My lungs still heaved, but my breath was coming back. “Yeah…”
"Can I?" she asked and gently took it from me. She turned it over and analyzed it. "I imagined an Erdos would have bigger bones than this. Maybe it's from a joint, or a finger."
“Please, I don’t want to think about the monster this came from. I’m still having second thoughts. But there were these people on the road.”
She scoffed. "Oh, come on. We worked so hard for this. You have to believe in it. Trust me. This'll work. This," she held it up in her hands like it was something holy, "this will work."
“I don’t know. It feels wrong,” I said.
She cocked her head. “Why?”
That was a difficult question to answer. I couldn't understand it. Who knows how many good men had to die fighting an Erdos to bring us that bone. And it was most likely hunted down, not killed in self-defense, as they most often are. Bones are the hottest merchant item in all of Damia.
“I’m not sure. Maybe I’m just too old.”
She rolled her eyes at me. "Are not! You're plenty young. Follow me. Let's get this thing started!"
She nearly skipped onto the seeded farmland, nimbly dodging all the planted crops. I'd had enough running and just walked after her. We stopped in the middle of the field and knelt down onto the soil.
“Do you remember the glyph?” I asked.
She nodded. “Mhmm. Don’t worry, I got this.” She took the smallest end of the bone and began drawing lines in the dirt. Her hand was careful, but fast. She had practiced drawing it a thousand times throughout the years.
Once it was done, we stared at it and at the bone in her hand. "I guess there's only one thing to do, now," I said and took out a small knife concealed under my chlamys.
My daughter held out her hand. “Here, let me do it. This was my idea.”
I pulled the knife away from her. “This is my farm.”
“Well, you’ve already sacrificed so much for it.”
“You’re my daughter. I’ll do it. It’s my responsibility.” She sighed and lowered her hand, and her gaze, to the soil. I held the knife up to my palm.
The farm and home I had built with my father sprawled out around me. Memories of getting up early and working the crops, sweating all day with my dad, and working towards a common goal echoed in my mind. We had built it all together.
My daughter and I…
Continued it. We hadn't built anything together. Every day I could see the excitement in her eyes whenever she mentioned using magic. That was her dream. I couldn't expect her to share my dream just because I shared my father's.
I took the knife from my palm and held it out to her. "Here."
She dragged her eyes from the soil. "You sure?" I gave a reassuring smile and nodded. Her mouth went agape with excitement as she nabbed the knife from my hand and held it up to her palm. "Okay. Here we go."
The knife slid between her skin ever so gently. She winced with pain, even though she had practiced this ritual a dozen times. She discarded the knife and wrung her palm out, dripping her blood over the glyph. I handed her the bone, and her face lit up with joy.

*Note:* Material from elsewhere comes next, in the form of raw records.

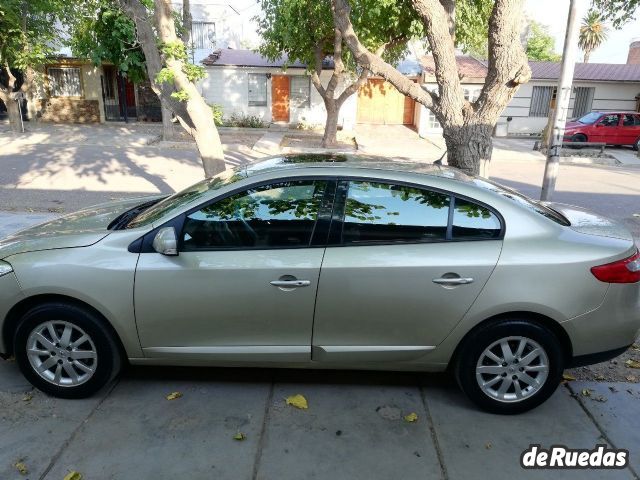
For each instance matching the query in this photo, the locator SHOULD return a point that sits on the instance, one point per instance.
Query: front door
(402, 273)
(243, 286)
(280, 98)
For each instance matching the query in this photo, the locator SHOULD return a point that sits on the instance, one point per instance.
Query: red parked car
(612, 128)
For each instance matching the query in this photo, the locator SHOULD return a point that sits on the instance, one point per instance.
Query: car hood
(79, 229)
(590, 223)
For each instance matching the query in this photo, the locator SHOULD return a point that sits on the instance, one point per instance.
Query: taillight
(622, 271)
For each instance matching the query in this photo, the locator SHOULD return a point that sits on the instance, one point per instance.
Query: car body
(612, 128)
(323, 261)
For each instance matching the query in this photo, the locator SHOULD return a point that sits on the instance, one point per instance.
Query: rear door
(629, 131)
(402, 267)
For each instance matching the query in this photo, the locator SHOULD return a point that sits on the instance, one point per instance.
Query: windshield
(523, 200)
(186, 196)
(589, 118)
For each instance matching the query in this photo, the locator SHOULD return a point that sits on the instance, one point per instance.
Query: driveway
(354, 427)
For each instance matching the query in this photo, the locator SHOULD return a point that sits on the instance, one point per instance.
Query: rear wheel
(510, 366)
(65, 351)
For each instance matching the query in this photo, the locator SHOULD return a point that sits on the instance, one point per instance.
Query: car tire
(65, 350)
(530, 377)
(579, 137)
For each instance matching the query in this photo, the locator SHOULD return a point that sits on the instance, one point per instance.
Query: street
(354, 427)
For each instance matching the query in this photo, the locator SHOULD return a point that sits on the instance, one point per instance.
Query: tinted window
(473, 221)
(279, 215)
(381, 212)
(610, 120)
(629, 120)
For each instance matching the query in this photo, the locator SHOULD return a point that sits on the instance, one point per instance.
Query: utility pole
(563, 94)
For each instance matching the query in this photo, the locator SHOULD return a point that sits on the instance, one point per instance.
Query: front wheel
(65, 351)
(510, 366)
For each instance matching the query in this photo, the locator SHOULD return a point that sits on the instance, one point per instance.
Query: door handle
(290, 283)
(453, 281)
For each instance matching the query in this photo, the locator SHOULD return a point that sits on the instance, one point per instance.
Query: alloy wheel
(62, 353)
(512, 369)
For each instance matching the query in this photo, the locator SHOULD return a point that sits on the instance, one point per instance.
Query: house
(279, 91)
(596, 86)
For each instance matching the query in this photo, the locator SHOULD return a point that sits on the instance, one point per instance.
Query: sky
(554, 14)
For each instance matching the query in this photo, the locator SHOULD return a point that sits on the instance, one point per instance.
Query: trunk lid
(590, 223)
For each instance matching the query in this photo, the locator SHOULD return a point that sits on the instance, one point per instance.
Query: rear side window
(474, 222)
(387, 213)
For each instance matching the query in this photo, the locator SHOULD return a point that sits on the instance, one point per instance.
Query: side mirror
(166, 242)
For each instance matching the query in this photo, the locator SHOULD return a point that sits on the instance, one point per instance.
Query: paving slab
(137, 433)
(472, 441)
(33, 426)
(616, 409)
(348, 432)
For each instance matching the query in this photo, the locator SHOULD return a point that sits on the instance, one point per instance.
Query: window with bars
(583, 101)
(65, 81)
(300, 93)
(541, 100)
(257, 90)
(203, 34)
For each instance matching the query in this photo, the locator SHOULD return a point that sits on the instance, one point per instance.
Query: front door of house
(280, 98)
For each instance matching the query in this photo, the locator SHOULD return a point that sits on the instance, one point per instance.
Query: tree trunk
(168, 128)
(15, 122)
(329, 139)
(469, 147)
(194, 113)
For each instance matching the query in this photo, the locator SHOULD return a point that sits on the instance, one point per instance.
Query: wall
(228, 87)
(608, 96)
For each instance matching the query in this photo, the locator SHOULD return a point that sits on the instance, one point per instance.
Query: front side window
(65, 82)
(473, 221)
(610, 120)
(300, 91)
(279, 215)
(387, 213)
(257, 90)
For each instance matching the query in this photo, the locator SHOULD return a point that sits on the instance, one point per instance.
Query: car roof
(350, 161)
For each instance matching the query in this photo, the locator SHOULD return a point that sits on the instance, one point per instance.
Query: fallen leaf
(298, 401)
(73, 475)
(412, 417)
(21, 467)
(632, 363)
(174, 395)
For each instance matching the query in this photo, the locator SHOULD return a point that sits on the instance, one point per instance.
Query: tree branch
(368, 60)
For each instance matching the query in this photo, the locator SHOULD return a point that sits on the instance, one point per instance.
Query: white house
(242, 81)
(596, 86)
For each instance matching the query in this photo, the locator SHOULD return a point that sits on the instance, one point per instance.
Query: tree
(304, 30)
(28, 34)
(539, 44)
(467, 126)
(593, 32)
(173, 78)
(618, 12)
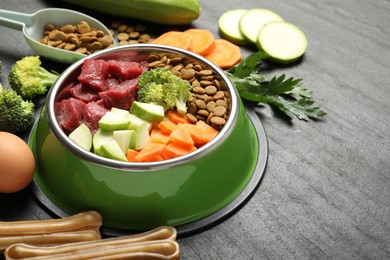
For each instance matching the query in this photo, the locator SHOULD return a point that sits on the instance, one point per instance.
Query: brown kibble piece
(211, 106)
(192, 108)
(188, 73)
(69, 46)
(203, 112)
(115, 24)
(221, 102)
(123, 36)
(216, 120)
(83, 27)
(192, 118)
(200, 104)
(210, 90)
(198, 90)
(134, 35)
(122, 28)
(219, 111)
(219, 95)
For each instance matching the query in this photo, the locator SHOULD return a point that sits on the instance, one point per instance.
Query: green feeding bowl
(189, 192)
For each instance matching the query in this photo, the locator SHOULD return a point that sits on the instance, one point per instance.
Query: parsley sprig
(287, 95)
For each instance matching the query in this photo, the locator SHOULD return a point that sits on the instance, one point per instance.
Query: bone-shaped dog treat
(159, 249)
(158, 243)
(51, 239)
(80, 227)
(81, 221)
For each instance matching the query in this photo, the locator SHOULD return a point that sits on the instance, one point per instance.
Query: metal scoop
(33, 26)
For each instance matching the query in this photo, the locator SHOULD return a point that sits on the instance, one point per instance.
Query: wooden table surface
(326, 190)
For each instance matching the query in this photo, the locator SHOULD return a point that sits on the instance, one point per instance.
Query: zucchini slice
(252, 21)
(282, 41)
(228, 24)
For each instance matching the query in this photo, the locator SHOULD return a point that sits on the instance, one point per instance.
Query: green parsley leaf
(287, 95)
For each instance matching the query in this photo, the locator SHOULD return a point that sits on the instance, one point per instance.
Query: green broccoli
(162, 87)
(28, 78)
(16, 114)
(153, 93)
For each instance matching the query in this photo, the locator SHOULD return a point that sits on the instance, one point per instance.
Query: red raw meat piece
(94, 74)
(111, 83)
(69, 113)
(84, 93)
(120, 96)
(93, 112)
(124, 69)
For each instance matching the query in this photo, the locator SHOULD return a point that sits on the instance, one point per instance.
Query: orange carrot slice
(154, 158)
(167, 126)
(174, 149)
(202, 41)
(225, 54)
(131, 154)
(175, 39)
(182, 136)
(150, 151)
(202, 133)
(176, 118)
(158, 136)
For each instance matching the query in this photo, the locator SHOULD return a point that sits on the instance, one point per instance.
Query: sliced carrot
(202, 41)
(176, 118)
(158, 136)
(202, 133)
(182, 136)
(131, 154)
(225, 54)
(155, 158)
(174, 149)
(175, 39)
(167, 126)
(150, 151)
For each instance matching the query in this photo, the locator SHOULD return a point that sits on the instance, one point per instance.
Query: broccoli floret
(159, 75)
(162, 87)
(178, 93)
(29, 79)
(16, 114)
(153, 93)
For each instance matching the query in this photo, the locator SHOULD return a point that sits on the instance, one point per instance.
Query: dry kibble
(210, 101)
(123, 42)
(130, 29)
(219, 111)
(198, 90)
(210, 90)
(67, 28)
(83, 27)
(81, 38)
(115, 24)
(203, 112)
(216, 120)
(200, 104)
(219, 95)
(205, 83)
(192, 118)
(140, 27)
(69, 46)
(123, 36)
(211, 106)
(192, 108)
(122, 28)
(221, 102)
(188, 73)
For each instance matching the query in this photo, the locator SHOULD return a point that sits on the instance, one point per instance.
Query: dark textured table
(326, 190)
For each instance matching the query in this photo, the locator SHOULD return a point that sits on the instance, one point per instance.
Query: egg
(17, 163)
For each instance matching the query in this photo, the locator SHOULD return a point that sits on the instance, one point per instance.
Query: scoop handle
(14, 20)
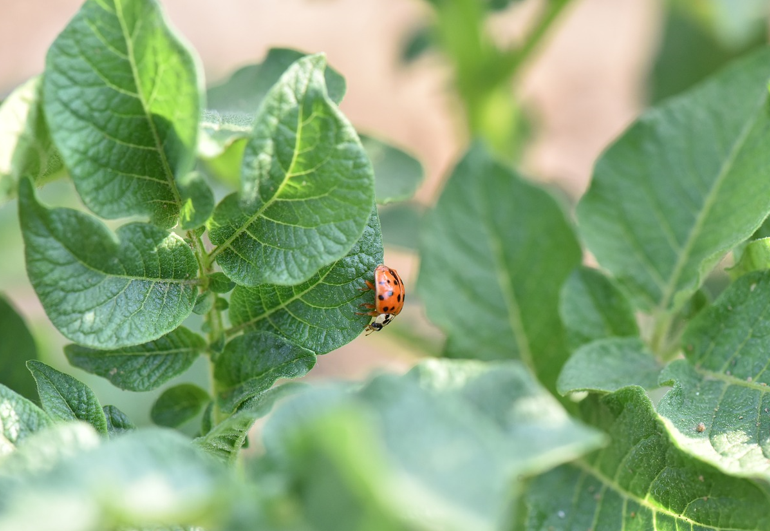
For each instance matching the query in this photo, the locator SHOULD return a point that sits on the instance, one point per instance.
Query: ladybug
(389, 296)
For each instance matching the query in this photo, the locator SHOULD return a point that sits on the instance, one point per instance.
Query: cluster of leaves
(489, 438)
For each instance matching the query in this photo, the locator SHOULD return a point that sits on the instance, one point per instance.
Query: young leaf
(607, 365)
(489, 276)
(134, 129)
(640, 481)
(251, 363)
(321, 314)
(591, 308)
(25, 145)
(16, 347)
(103, 290)
(307, 188)
(755, 257)
(397, 174)
(64, 398)
(142, 367)
(178, 404)
(118, 422)
(19, 418)
(718, 409)
(232, 104)
(688, 181)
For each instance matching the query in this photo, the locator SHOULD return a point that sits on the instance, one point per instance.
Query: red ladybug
(389, 295)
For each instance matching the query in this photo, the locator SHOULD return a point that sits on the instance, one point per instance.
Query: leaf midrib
(711, 198)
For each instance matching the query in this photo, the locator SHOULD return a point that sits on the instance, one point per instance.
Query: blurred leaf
(688, 181)
(134, 130)
(224, 440)
(142, 367)
(723, 382)
(401, 225)
(692, 49)
(321, 314)
(178, 404)
(149, 477)
(641, 480)
(755, 257)
(488, 276)
(102, 289)
(441, 448)
(251, 364)
(16, 347)
(64, 398)
(305, 180)
(26, 149)
(592, 307)
(397, 175)
(609, 364)
(118, 422)
(19, 418)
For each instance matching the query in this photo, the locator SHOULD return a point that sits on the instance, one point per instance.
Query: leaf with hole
(307, 187)
(106, 290)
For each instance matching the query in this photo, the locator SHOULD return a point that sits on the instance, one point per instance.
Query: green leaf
(224, 440)
(609, 364)
(446, 444)
(307, 188)
(321, 314)
(106, 290)
(149, 477)
(251, 364)
(178, 404)
(118, 422)
(64, 398)
(197, 201)
(687, 182)
(25, 145)
(134, 128)
(488, 275)
(755, 257)
(639, 481)
(143, 367)
(592, 307)
(401, 224)
(397, 175)
(718, 408)
(16, 347)
(233, 103)
(19, 418)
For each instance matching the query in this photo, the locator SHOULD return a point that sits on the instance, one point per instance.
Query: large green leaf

"Together," she said, holding up the bone an inch from the soil. I put my hand over hers, and, together, we slammed the bone into the ground. A pulse rippled through the land, nearly knocking us over and covering the entire farm. The blood seeped into the glowing glyph.
"Come on." I grabbed her hand and pulled her up. All around us, the seeds began to sprout. I led her out of the area so that we weren't in the plant's way. We watched the crops for a while, and nothing else happened. "It isn't exactly instantaneous, is it?"
She laughed. The sound of her joy gave me life. It held more value to me than any bone or coin could. It made every struggle of mine worth it. "Of course not, silly! It doubles our harvest and the rate of growth. It doesn't just grow them. We still have work to do. Grab a bucket." She went and grabbed a bucket of water, then looked back and winked at me.
Progress wasn't always destructive. As long as I was with her, I would do any kind of work. In my case, work didn't even change that much.